Try 100 rounds of something else. I haven't had the best luck with Blazer ammo in my Sig. If it continues, there may be an issue with the magazine. Possible it could have bent.


----------



## Milliron (May 2, 2007)

I am having similar problems with my new P220E. It won't feed most brands of JHP at all, and yes, it is difficult to get down the mags.
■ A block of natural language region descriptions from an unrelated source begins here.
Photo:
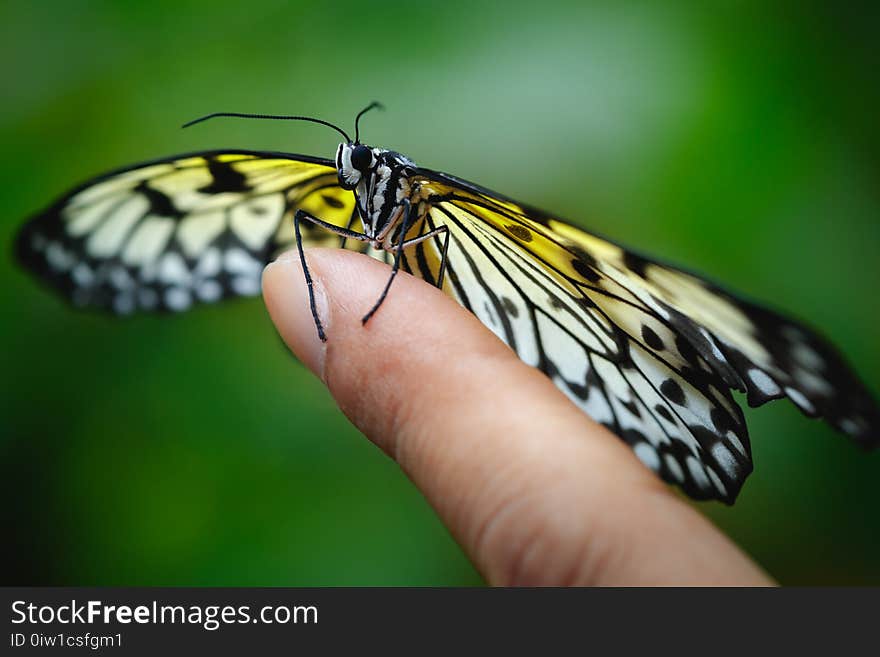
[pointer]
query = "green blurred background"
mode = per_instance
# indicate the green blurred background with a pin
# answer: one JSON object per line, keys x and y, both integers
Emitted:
{"x": 740, "y": 139}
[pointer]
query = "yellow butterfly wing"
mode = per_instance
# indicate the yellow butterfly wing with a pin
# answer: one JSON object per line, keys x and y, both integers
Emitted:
{"x": 648, "y": 350}
{"x": 194, "y": 228}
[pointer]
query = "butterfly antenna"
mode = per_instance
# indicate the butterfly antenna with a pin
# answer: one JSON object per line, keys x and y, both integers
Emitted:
{"x": 276, "y": 117}
{"x": 373, "y": 105}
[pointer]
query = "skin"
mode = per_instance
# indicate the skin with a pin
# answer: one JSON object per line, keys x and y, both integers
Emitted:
{"x": 534, "y": 491}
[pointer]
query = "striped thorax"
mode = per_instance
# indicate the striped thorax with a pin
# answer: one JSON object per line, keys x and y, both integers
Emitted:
{"x": 380, "y": 181}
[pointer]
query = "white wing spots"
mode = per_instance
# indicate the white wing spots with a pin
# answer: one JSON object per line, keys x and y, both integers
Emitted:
{"x": 197, "y": 231}
{"x": 148, "y": 240}
{"x": 734, "y": 440}
{"x": 59, "y": 258}
{"x": 697, "y": 472}
{"x": 674, "y": 469}
{"x": 255, "y": 220}
{"x": 812, "y": 382}
{"x": 596, "y": 406}
{"x": 648, "y": 455}
{"x": 209, "y": 264}
{"x": 716, "y": 481}
{"x": 124, "y": 303}
{"x": 82, "y": 275}
{"x": 177, "y": 298}
{"x": 209, "y": 291}
{"x": 246, "y": 287}
{"x": 239, "y": 261}
{"x": 807, "y": 357}
{"x": 120, "y": 278}
{"x": 109, "y": 236}
{"x": 800, "y": 400}
{"x": 615, "y": 384}
{"x": 556, "y": 341}
{"x": 173, "y": 270}
{"x": 763, "y": 382}
{"x": 245, "y": 270}
{"x": 725, "y": 460}
{"x": 148, "y": 298}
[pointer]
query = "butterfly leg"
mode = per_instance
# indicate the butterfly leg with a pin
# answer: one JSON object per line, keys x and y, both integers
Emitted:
{"x": 354, "y": 214}
{"x": 398, "y": 251}
{"x": 440, "y": 230}
{"x": 338, "y": 230}
{"x": 436, "y": 232}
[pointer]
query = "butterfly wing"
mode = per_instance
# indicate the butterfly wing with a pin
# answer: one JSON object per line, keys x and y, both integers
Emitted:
{"x": 648, "y": 350}
{"x": 166, "y": 234}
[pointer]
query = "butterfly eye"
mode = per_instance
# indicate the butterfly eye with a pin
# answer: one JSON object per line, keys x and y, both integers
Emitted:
{"x": 361, "y": 157}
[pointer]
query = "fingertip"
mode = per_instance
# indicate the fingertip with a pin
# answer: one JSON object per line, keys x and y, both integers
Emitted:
{"x": 286, "y": 296}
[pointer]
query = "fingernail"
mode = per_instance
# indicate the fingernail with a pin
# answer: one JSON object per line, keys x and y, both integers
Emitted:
{"x": 287, "y": 299}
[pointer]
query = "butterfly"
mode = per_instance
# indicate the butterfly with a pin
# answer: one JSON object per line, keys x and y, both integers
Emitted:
{"x": 651, "y": 351}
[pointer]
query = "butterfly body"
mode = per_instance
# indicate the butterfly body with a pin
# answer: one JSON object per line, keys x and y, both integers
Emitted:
{"x": 649, "y": 350}
{"x": 380, "y": 181}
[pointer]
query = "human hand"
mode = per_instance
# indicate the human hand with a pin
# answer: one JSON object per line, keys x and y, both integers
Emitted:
{"x": 535, "y": 491}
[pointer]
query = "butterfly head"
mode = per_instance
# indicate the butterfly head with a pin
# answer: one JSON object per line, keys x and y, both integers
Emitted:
{"x": 354, "y": 162}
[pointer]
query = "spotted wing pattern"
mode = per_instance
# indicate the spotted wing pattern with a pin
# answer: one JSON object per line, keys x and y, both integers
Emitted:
{"x": 164, "y": 235}
{"x": 650, "y": 351}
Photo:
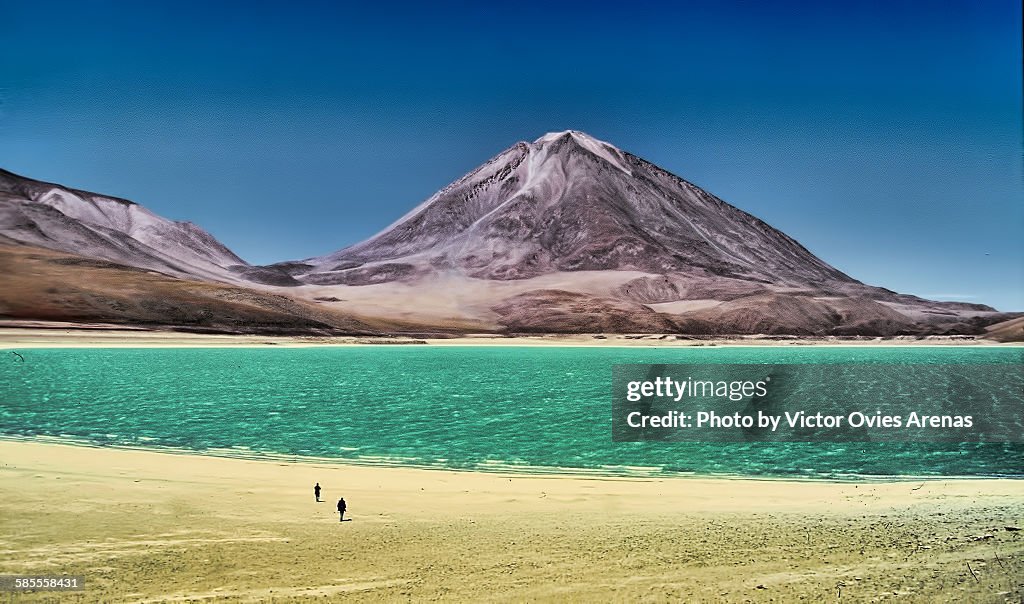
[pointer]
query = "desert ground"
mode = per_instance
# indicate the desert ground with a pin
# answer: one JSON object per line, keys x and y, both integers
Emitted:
{"x": 148, "y": 526}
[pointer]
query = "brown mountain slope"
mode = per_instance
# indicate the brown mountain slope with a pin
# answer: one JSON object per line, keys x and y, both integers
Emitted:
{"x": 39, "y": 284}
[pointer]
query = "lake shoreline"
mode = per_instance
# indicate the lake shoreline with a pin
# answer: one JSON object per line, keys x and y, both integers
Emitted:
{"x": 43, "y": 335}
{"x": 143, "y": 525}
{"x": 502, "y": 470}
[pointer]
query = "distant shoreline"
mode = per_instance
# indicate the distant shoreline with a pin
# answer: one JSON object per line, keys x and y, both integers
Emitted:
{"x": 498, "y": 470}
{"x": 46, "y": 335}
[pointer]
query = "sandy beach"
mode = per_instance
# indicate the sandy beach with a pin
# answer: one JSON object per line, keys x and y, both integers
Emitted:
{"x": 148, "y": 526}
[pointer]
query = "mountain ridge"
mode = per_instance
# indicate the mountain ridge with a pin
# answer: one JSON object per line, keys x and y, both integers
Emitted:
{"x": 565, "y": 233}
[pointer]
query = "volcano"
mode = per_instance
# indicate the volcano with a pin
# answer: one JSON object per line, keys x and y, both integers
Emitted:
{"x": 570, "y": 233}
{"x": 563, "y": 234}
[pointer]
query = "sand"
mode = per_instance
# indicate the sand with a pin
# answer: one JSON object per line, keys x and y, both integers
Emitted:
{"x": 27, "y": 335}
{"x": 150, "y": 526}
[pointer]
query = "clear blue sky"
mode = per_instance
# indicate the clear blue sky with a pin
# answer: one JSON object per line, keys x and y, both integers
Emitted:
{"x": 885, "y": 136}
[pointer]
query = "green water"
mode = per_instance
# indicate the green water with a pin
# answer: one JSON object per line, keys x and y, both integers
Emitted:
{"x": 466, "y": 407}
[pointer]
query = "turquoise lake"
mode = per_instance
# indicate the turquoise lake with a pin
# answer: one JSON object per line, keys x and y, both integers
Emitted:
{"x": 509, "y": 408}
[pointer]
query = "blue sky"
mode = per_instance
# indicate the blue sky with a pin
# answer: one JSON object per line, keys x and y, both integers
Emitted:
{"x": 885, "y": 136}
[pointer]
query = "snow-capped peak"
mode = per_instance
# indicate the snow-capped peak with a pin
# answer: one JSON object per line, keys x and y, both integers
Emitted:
{"x": 605, "y": 151}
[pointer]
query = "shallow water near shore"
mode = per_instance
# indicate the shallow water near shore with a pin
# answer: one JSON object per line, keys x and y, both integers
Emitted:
{"x": 524, "y": 408}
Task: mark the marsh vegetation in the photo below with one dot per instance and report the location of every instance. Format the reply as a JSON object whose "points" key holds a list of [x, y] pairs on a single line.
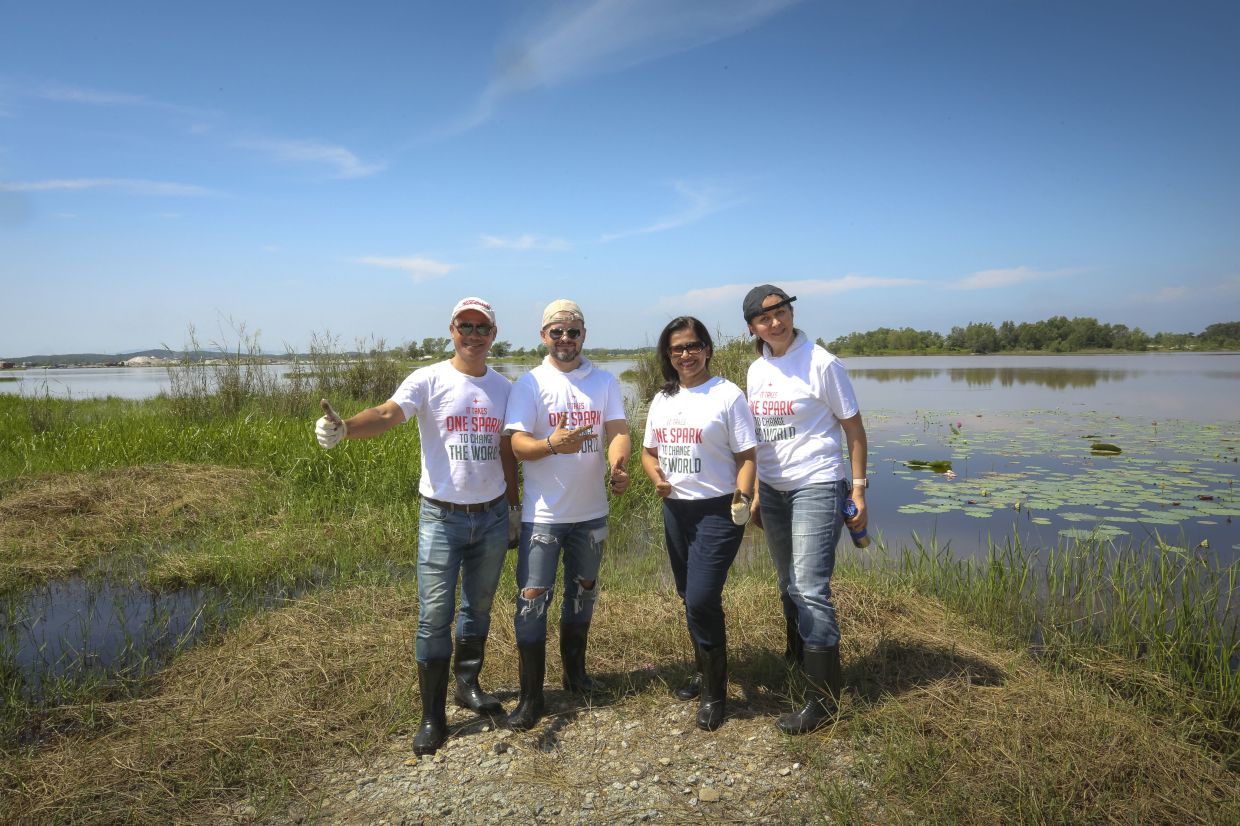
{"points": [[1088, 679]]}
I would be interested if you are having any problems with defense ammo because I certainly am.

I am calling Sig tomorrow.


----------



## Nra-Life-Member (Mar 16, 2007)

Are these the 8 round magazines / 10 Round Magazines or the older 7 round magazines?

What did Sig Say?


----------



## Queeqeg (Apr 27, 2007)

don't new magazines have to be "broken in" ?

as a sidenote I just bought some 15 round magazines for my Sig 229 9mm from Mec Gar's website :smt023


----------



## PKO220 (May 8, 2007)

Loading 45 Auto rounds will wear on your finger or thumb, you just ran out of steam. The more you shoot the easier it will get. :smt023


----------



## shotbyspike (Mar 25, 2007)

Well the other day i put 100 rounds of Winchester FMJ and 100 of Blazer Brass. I had no problem with putting the ammo into the magizines. My problem must of been just a bad box of Blazer Brass. On the issue of defense ammo, the only brand I've tried is Cor-Bon JHP which once or twice it didn't feed completely but i just hit the back of the slide and the bullet when right into place and the rest worked fine.

I'm using 8 round magazines by the way. Does anyone have any experience with the 10 rounders? Are they worth getting? I'm use to having 13 rounds in my Glock and 8 rounds is begining to seem a little short.


----------